Notice the gauge takes a reference to the queue and a function to read its size. Micrometer calls the function at scrape time — no manual update needed.

How Prometheus Scrapes the Endpoint

The /actuator/prometheus response is plain text in the OpenMetrics exposition format. Prometheus configuration to scrape it:

# prometheus.yml
scrape_configs:
  - job_name: 'order-service'
    scrape_interval: 15s
    static_configs:
      - targets: ['order-service:8080']
    metrics_path: /actuator/prometheus

In Kubernetes you would use service discovery annotations instead of static_configs, but the principle is the same.

Useful PromQL Queries

Once Prometheus is collecting data, these queries form the backbone of most dashboards:

rate(orders_created_total[1m]) — orders per second over the last minute.
histogram_quantile(0.95, rate(orders_processing_time_seconds_bucket[5m])) — 95th-percentile latency over 5 minutes.
rate(http_server_requests_seconds_count{status="5xx"}[1m]) — 5xx error rate per second.
jvm_memory_used_bytes{area="heap"} / jvm_memory_max_bytes{area="heap"} — heap utilisation ratio.

The Four Golden Signals in Grafana

Site Reliability Engineering defines four golden signals that every service dashboard should show: Latency (p50/p95/p99 of request duration), Traffic (requests per second), Errors (error rate as a percentage of total traffic), and Saturation (CPU, heap, thread-pool fullness). Grafana lets you compose PromQL expressions into panels and set alert thresholds. A common starting point is importing the official Spring Boot Statistics dashboard (Grafana ID 6756) which covers JVM, HikariCP pool, and HTTP server metrics out of the box.

Metrics vs Logs vs Traces — the observability triangle. Metrics answer "is something wrong?" (aggregated, cheap to store).
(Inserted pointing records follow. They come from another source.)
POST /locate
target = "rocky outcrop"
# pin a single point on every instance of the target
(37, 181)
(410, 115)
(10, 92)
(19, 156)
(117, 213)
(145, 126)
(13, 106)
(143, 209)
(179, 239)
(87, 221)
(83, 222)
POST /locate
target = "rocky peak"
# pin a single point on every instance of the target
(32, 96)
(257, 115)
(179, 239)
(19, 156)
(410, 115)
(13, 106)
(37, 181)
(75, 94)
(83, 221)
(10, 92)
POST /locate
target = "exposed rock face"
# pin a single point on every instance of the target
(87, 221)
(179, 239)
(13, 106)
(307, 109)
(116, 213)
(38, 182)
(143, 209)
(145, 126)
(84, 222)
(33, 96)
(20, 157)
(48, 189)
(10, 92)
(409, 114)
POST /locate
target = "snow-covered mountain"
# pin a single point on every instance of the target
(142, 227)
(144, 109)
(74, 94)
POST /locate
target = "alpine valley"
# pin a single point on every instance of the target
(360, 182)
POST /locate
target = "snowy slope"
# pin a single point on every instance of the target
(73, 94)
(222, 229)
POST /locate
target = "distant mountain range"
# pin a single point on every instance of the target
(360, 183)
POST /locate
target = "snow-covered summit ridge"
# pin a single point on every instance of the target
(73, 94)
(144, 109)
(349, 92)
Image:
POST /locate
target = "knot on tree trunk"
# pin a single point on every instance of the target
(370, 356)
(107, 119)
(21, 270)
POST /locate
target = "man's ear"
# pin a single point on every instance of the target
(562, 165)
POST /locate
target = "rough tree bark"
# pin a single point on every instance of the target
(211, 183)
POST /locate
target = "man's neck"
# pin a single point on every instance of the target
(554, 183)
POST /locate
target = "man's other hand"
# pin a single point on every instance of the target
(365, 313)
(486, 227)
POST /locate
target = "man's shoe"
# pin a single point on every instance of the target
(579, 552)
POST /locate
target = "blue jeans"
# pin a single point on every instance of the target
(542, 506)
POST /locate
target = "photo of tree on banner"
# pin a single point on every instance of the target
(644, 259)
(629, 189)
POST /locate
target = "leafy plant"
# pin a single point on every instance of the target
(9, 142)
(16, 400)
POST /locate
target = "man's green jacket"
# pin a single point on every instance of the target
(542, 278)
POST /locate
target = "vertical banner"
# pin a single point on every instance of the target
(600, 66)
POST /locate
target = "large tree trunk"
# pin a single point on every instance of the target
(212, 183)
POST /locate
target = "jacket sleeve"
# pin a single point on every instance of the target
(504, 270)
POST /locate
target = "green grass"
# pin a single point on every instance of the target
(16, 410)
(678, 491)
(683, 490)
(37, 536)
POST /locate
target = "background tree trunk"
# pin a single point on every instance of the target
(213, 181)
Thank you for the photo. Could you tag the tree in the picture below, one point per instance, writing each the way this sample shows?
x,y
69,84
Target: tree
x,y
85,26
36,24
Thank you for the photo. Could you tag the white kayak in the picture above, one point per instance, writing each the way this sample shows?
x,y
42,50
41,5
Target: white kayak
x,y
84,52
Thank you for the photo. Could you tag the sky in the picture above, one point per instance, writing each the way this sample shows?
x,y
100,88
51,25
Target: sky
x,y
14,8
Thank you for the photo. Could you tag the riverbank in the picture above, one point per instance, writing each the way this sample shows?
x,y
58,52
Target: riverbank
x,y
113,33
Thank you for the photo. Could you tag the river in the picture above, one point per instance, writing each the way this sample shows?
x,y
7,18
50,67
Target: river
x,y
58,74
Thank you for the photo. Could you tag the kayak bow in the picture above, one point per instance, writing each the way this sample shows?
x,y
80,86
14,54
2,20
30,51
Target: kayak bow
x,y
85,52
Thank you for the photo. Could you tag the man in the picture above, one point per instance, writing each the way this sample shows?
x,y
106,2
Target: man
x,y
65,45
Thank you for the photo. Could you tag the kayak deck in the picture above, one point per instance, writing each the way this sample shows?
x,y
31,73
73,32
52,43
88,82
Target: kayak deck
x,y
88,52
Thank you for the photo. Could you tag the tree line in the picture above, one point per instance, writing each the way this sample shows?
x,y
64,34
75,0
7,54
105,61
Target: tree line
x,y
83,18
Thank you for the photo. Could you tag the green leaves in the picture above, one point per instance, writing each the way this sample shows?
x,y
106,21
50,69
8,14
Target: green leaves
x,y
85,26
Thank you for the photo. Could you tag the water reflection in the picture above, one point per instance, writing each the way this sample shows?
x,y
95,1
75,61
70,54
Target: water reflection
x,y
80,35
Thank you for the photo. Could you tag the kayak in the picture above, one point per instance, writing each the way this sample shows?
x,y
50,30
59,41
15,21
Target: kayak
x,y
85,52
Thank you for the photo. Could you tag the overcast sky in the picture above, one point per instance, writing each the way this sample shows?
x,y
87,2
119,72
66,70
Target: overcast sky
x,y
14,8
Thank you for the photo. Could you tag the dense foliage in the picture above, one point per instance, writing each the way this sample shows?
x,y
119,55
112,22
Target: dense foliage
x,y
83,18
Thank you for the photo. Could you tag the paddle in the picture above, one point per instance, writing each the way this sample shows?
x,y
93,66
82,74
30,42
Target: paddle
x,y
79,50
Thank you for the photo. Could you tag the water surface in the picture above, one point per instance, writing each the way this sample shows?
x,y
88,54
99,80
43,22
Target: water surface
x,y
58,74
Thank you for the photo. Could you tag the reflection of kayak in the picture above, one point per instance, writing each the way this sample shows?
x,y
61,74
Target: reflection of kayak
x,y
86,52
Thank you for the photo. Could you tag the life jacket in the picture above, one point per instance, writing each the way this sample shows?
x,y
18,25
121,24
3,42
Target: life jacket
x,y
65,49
Traces answer "where exactly is the problem?" (sampled, moderate cost). Logs answer "what happened in detail?" (verbose, expensive). Use all three together: a Grafana alert fires → you open the relevant trace in Zipkin → you drill into the log lines for that trace ID.

Summary

Micrometer provides a thin, vendor-neutral API over all metric types. Adding micrometer-registry-prometheus exposes a scrape endpoint; Prometheus pulls it on a schedule and Grafana visualises the data. Record counters for events, timers for latency, and gauges for live state. Secure the actuator endpoint — never expose it publicly. Build dashboards around the four golden signals. Combined with the distributed tracing from the previous lesson, you now have the full observability stack a production microservice requires.